Downtown Amherst looking down Main Street toward the Town Hall building.

Downtown Amherst looking down Main Street toward the Town Hall building.
GAZETTE FILE PHOTO



AMHERST — Following a two-week delay prompted by worries about the process for how it would bring recommendations to the Town Council, the Amherst Black Reparations Committee could get its charge and be officially created on Monday.

Under the proposal reviewed by the council’s Governance, Organization and Legislation Committee, the new committee would accept proposals, review them and then make recommendations to the council, in that order, said District 5 Councilor Ana Devlin Gauthier, who chairs the council committee.

But the idea of having the five-member committee to regularly consult with the Black community in Amherst was put off by At Large Councilor Mandi Jo Hanneke, who said she is nervous that the council’s only role would be to fund recommendations and that the new committee should have a broader charge than disbursing up to $100,000 annually to address harms perpetrated against residents of African heritage.
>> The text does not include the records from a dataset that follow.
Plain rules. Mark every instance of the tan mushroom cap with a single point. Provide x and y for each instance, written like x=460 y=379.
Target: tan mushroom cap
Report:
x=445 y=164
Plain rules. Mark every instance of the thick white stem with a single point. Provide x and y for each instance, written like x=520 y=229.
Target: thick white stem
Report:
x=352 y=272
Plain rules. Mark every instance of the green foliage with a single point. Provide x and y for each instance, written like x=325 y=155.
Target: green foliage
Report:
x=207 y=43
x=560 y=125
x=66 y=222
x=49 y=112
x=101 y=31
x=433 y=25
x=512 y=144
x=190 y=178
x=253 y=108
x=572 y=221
When an attempt was made to refer the charge of the new committee back to the council committee failed, Hanneke used her prerogative to postpone a decision until the next meeting.
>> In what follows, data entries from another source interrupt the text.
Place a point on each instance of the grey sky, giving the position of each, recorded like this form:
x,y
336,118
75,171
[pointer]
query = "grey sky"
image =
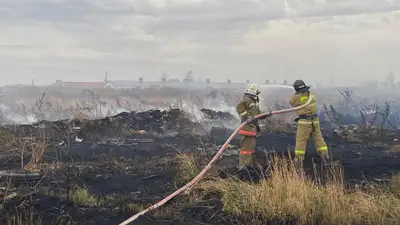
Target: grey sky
x,y
350,40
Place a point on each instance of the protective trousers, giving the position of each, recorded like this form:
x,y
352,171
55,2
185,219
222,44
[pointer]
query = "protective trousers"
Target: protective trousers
x,y
305,129
247,146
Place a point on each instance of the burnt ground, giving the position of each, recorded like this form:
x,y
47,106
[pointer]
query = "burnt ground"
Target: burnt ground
x,y
127,162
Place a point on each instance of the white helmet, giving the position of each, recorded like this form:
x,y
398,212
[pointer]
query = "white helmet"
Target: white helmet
x,y
253,89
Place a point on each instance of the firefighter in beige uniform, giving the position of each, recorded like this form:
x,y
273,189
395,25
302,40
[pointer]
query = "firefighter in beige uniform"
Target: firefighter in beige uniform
x,y
247,108
307,122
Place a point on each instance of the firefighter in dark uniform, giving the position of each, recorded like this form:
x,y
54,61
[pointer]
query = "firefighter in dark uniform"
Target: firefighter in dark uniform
x,y
247,108
307,122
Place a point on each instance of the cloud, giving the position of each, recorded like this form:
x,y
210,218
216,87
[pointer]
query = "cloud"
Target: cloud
x,y
261,39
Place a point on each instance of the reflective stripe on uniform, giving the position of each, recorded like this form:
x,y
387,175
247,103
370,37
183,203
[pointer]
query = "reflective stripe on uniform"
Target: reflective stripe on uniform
x,y
243,113
299,152
308,122
246,152
247,133
305,98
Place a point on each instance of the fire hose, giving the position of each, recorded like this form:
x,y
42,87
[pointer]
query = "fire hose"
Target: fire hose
x,y
210,164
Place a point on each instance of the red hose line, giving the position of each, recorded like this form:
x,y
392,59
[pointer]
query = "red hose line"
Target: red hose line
x,y
209,165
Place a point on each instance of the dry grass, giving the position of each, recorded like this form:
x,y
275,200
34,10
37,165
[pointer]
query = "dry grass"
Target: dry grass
x,y
289,195
188,168
81,196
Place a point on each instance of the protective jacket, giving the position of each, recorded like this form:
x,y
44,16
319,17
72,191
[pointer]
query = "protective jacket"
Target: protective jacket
x,y
308,125
301,98
248,107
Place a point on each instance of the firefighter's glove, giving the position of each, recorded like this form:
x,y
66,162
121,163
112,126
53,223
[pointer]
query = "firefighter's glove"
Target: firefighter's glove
x,y
269,114
251,120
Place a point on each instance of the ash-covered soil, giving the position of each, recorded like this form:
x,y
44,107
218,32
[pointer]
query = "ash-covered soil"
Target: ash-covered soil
x,y
128,161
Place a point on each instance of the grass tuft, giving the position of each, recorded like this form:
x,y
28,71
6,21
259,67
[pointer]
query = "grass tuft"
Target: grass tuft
x,y
81,196
289,195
Devlin Gauthier said the reparations committee establishes the priority level on funding matters, because the council isn’t the expert, in part because so few members have the necessary lived experience

“That priority level is coupled with feasibility in order to get something reasonable presented to the council,” Devlin Gauthier said.
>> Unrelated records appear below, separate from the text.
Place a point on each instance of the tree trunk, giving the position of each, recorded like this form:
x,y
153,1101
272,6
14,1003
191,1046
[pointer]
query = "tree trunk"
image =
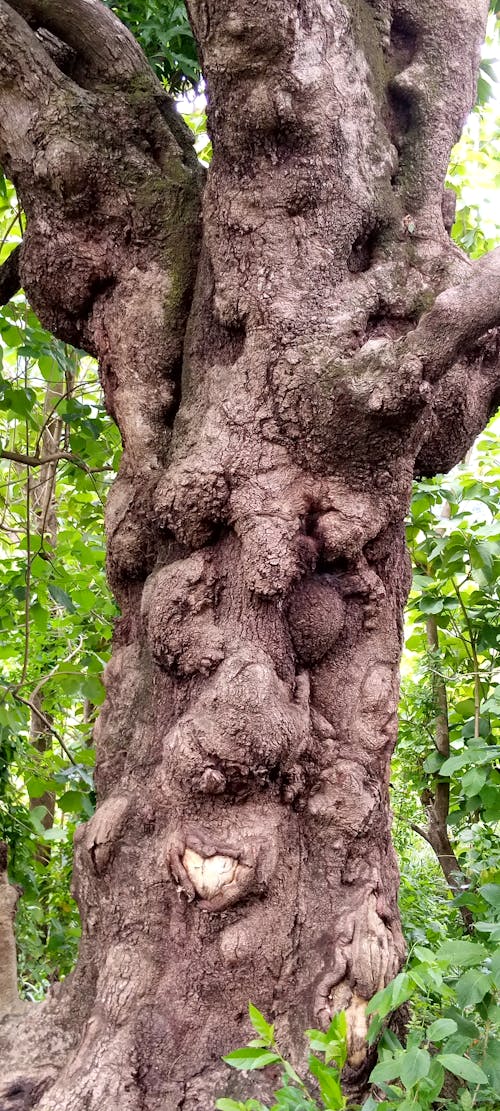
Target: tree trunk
x,y
278,368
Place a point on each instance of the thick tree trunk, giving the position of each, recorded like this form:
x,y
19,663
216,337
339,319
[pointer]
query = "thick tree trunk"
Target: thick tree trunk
x,y
241,846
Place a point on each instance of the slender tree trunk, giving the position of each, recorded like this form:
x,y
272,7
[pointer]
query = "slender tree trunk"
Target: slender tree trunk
x,y
43,504
276,367
437,833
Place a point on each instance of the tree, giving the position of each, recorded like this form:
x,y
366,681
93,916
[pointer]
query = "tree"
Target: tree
x,y
282,347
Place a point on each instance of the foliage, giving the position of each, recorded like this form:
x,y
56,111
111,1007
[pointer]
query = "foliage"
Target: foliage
x,y
56,623
163,30
321,1088
455,1030
56,614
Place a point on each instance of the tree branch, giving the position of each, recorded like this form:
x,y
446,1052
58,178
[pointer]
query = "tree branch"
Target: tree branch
x,y
459,317
17,457
91,30
10,281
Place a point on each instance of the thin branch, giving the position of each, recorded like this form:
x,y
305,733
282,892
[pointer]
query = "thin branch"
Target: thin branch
x,y
421,832
10,282
25,460
46,722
The council’s role is to approve or reject funding requests, Devlin Gauthier said.

The reparations committee, though, won’t be able to give money directly to individuals without state legislation, but could support creation of a Black, Indigenous and people of color-led youth center with programming that addresses the needs of young people of African descent, provide more affordable housing and homeownership opportunities, and establish a municipal program to teach entrepreneurship skills. Those were all recommendations in a final report delivered a year ago by the African Heritage Reparations Assembly.

Hanneke said she is uncomfortable with aspects of the charge.

“Reparations as a word and as a concept, to me, is not specific enough that all priorities be delegated to a committee instead of an elected body,” Hanneke said, adding that the committee is too far away from the residents of the town.

“When are we going to fix our policies, bylaws and regulations to remove structural racism from them, this seems like the committee that we should charge with looking at the bylaws, regulations and policies and seeing if anything in there is structurally racist or ends up with racist outcomes and then make recommendations,” Hanneke said.

District 2 Councilor Pat De Angelis said members of the Community Preservation Act Committee are also unelected and make funding recommendations. “How is this different?” De Angelis said.

District 3 Councilor Heather Hala Lord said the money decisions have to be come from the committee. “It really does need to lie in the hands of the Black community who has been historically harmed and continues to combat structural racism on a day-to-day basis,” Lord said.

At Large Councilor Ellisha Walker said the reparations committee will rely on experts in repair, while the councilors control the purse strings.

“This really calls for a unique structure, but it still sits within the bounds of what we have allowed for other committees,” Walker said.